Thus far we’ve looked at holiday gifts from the perspective of the giver. What (or how much) did you give to your secretary this year? Is it appropriate to get a present for your boss (and if so, what)? How about some holiday gift ideas for other lawyers in your life?
But it’s not really better to give than to receive, is it? As we know from our coverage of lawyer compensation and bonuses, our readers
are greedy SOBs like getting as much as giving. So here’s an open thread for discussion of your favorite gifts from this holiday season. (I’m wearing one of mine right now — a toasty fleece that my cousin got me from Uniqlo.)
When it comes to Christmas / holiday gifts from professional contacts, folks at firms do fine.
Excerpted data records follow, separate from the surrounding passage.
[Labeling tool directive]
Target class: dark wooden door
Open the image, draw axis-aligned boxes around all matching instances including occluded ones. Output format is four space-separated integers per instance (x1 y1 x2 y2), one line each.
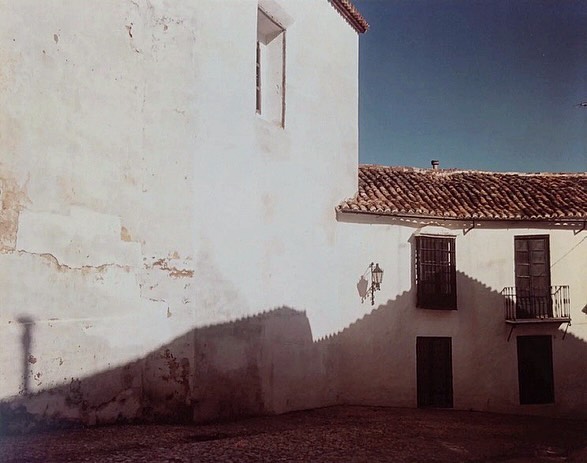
416 337 453 408
514 236 552 318
518 336 554 404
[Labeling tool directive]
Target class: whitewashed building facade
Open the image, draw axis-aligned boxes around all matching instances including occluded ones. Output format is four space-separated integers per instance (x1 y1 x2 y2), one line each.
0 0 587 436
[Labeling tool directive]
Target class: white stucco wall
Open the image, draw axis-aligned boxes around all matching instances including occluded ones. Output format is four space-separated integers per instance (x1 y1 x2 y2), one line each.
338 214 587 417
0 0 358 430
0 0 587 432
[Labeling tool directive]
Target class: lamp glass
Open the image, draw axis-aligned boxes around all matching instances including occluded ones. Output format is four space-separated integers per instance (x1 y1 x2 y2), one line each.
372 264 383 285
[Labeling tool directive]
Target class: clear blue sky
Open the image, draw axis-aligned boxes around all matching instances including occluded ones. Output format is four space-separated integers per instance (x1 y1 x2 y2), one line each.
353 0 587 172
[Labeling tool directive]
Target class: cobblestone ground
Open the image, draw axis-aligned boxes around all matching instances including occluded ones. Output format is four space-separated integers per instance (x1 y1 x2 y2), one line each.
0 407 587 463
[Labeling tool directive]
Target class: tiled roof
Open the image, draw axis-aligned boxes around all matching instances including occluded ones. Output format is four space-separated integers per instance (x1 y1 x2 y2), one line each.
328 0 369 34
337 165 587 220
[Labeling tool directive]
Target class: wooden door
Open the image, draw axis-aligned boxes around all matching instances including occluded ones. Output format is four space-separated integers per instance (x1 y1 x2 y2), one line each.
517 336 554 404
416 337 453 408
514 235 552 318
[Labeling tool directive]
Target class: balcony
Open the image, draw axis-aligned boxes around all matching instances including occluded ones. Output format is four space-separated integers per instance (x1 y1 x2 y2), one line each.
501 286 571 325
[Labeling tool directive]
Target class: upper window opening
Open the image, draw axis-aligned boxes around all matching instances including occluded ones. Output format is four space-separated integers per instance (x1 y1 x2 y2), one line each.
255 9 285 127
415 236 457 309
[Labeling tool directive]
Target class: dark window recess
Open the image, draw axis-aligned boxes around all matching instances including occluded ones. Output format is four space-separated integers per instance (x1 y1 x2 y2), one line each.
514 236 552 318
415 236 457 309
416 337 453 408
518 336 554 405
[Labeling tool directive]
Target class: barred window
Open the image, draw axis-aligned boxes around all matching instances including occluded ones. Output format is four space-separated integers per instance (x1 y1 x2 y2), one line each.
415 236 457 309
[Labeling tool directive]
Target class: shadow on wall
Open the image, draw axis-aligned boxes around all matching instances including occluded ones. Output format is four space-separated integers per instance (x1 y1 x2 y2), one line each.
0 273 587 433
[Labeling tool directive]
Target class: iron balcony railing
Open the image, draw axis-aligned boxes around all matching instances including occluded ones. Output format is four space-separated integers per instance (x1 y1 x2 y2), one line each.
501 286 571 321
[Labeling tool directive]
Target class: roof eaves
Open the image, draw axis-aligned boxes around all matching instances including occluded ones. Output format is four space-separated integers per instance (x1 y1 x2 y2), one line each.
328 0 369 34
336 205 587 223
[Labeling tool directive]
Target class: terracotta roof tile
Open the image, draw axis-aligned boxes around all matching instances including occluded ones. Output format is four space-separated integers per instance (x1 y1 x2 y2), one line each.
338 165 587 220
328 0 369 34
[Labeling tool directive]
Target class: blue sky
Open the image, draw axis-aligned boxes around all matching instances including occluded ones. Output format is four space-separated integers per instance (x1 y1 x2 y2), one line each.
354 0 587 172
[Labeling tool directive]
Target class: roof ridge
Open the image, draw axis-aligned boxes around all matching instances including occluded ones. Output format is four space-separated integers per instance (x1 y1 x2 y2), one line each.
359 164 587 177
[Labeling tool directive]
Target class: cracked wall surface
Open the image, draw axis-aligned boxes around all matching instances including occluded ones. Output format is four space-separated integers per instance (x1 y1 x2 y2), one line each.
0 0 587 427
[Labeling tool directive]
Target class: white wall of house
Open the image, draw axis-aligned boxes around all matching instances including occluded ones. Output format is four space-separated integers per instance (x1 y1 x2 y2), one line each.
0 0 587 432
338 218 587 417
0 0 358 423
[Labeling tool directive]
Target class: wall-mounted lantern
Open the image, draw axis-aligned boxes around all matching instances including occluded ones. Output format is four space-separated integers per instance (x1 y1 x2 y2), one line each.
357 262 383 305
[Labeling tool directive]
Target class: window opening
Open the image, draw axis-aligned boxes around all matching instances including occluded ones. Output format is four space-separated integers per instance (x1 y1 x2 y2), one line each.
415 236 457 309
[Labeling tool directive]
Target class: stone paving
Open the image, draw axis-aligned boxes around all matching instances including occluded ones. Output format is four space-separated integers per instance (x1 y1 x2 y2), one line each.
0 407 587 463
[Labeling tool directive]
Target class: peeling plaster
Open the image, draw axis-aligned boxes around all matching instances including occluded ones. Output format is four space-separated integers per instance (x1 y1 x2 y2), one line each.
0 177 29 253
151 258 194 278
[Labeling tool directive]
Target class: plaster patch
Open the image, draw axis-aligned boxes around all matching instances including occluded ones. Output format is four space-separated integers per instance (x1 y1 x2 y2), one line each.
0 178 29 252
151 258 194 278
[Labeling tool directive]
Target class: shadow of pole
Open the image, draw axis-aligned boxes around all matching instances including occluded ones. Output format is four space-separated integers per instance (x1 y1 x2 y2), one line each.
17 315 34 394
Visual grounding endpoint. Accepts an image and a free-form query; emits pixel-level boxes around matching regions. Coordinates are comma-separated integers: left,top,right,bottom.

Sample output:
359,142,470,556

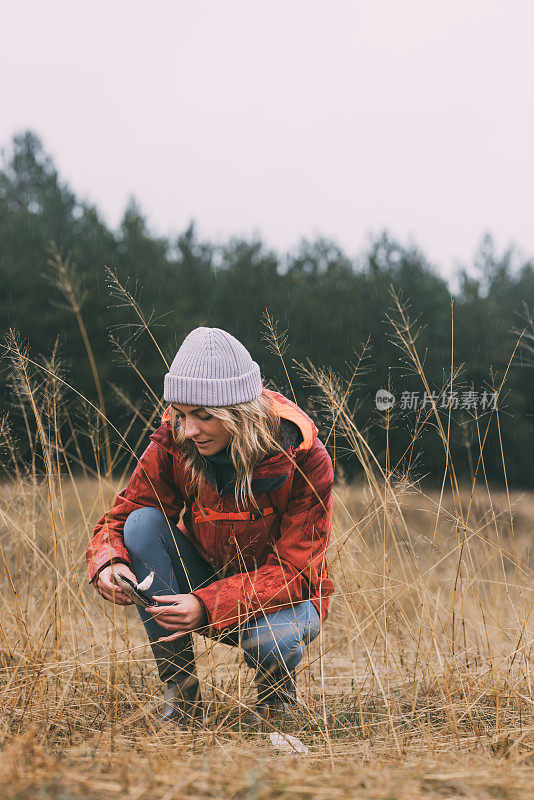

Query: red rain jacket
87,388,334,630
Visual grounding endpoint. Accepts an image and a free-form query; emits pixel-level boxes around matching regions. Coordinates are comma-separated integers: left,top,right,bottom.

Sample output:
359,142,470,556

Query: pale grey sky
0,0,534,288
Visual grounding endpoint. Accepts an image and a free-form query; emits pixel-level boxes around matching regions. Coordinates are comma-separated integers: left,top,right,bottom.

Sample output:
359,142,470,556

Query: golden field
0,475,534,800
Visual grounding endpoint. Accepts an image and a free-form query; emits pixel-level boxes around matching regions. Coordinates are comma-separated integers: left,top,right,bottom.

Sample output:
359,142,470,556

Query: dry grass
0,278,534,800
0,479,534,798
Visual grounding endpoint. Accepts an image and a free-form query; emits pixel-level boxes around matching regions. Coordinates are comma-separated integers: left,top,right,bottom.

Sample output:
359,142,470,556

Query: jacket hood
159,387,319,453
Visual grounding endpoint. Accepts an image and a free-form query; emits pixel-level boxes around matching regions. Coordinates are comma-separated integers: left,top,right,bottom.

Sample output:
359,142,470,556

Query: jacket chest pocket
225,514,280,572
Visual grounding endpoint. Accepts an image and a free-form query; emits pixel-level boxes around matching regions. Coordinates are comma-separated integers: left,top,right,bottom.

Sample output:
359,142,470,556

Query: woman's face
172,403,232,456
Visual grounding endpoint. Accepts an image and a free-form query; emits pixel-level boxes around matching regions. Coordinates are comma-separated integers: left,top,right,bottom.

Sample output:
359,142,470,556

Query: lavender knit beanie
163,328,263,406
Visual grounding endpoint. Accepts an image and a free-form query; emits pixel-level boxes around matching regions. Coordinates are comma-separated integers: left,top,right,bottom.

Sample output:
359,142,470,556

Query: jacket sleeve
86,442,184,581
192,442,334,630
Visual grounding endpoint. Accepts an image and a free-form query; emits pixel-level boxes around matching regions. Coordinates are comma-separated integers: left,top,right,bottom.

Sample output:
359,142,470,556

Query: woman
87,327,333,721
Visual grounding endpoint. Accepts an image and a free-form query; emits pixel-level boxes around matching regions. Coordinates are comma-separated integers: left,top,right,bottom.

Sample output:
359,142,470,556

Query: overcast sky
0,0,534,288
When I was at a firm, I’d get small gifts — a bottle of wine, a Tiffany money clip — from vendors hired by the firm for various projects.
But in-house readers probably make out the best in this season, since they get gifts from law firms with big budgets. In fact, the idea for this post came from an in-house reader: “[W]hy not have a holiday schwag column to show what in-house counsel are getting from firms this season? It may be an interesting contrast to the bonus (or lack thereof) news you’ve been reporting on.”
This reader got the ball rolling with the story of a pretty sweet gift he got from a law firm he gives work to….
A sweet gift indeed:
For example, one of my Biglaw firms just sent me a GIANT piece of dark chocolate (about the size of a smartcar) with the firm’s name embossed on the chocolate and all over the package. Haven’t heard their bonus numbers, but I know they’ve laid off associates over the past 18 months.
Others have gone the traditional route with a bottle of wine. Some have just sent a card.
Sending out gigantic chocolate bars while laying off associates and staff might not seem very nice. But at the end of the day, giving lavish gifts to corporate counsel is just a business decision by the law firm. As he munches his way through that enormous hunk of chocolate, the in-house lawyer will be thinking of the firm that sent it to him — and if he needs outside counsel during that time, the firm will be on his mind. As our in-house columnist Mark Herrmann advised law firms:
[S]tay gently in touch. To retain you, I must think of you on the day I’m picking counsel. If I’ve forgotten that you exist, then I won’t think of you and won’t retain you. Don’t be a pest, but don’t let me forget about you.
Giving gifts, especially gifts that it will take the in-house lawyer weeks to eat his way through, are a way of reminding the client of your existence.
Here at Breaking Media, we receive the occasional gift. For deliveries, as well as tips sent in via snail mail, please note our new address: 611 Broadway, Suite 907D, New York, NY 10012.
Alas, swag is not distributed equally in our offices. Our colleagues at Fashionista, Lauren Sherman and Leah Chernikoff, are the clear winners in this department. They’ve been showered with gifts for weeks: copious quantities of chocolate (which they’ve kindly shared), lavish coffee table books, coveted handbags, and even disposable panties (not moist, never moist).
This might not be surprising, since as we all know from The Devil Wears Prada, gifts fly fast and furious in fashion. But even Bess Levin of Dealbreaker got a huge box of assorted cheeses from Artisanal, sent to her by a secret admirer.
Meanwhile, with one exception — a bottle of wine sent to us by Joshua Stein, the former Latham & Watkins partner who now has his own firm (and who was recently named one of the world’s top 10 real estate lawyers) — your Above the Law editors didn’t get anything. One reader promised to send us a case of Four Loko, but it was yanked from shelves before he was able to act.
But look, we’re not complaining. We’re just glad we no longer get (very many) envelopes full of white powder. And random letters from deranged pro se litigants, complaining to us that the judges who sentenced them are “above the law.”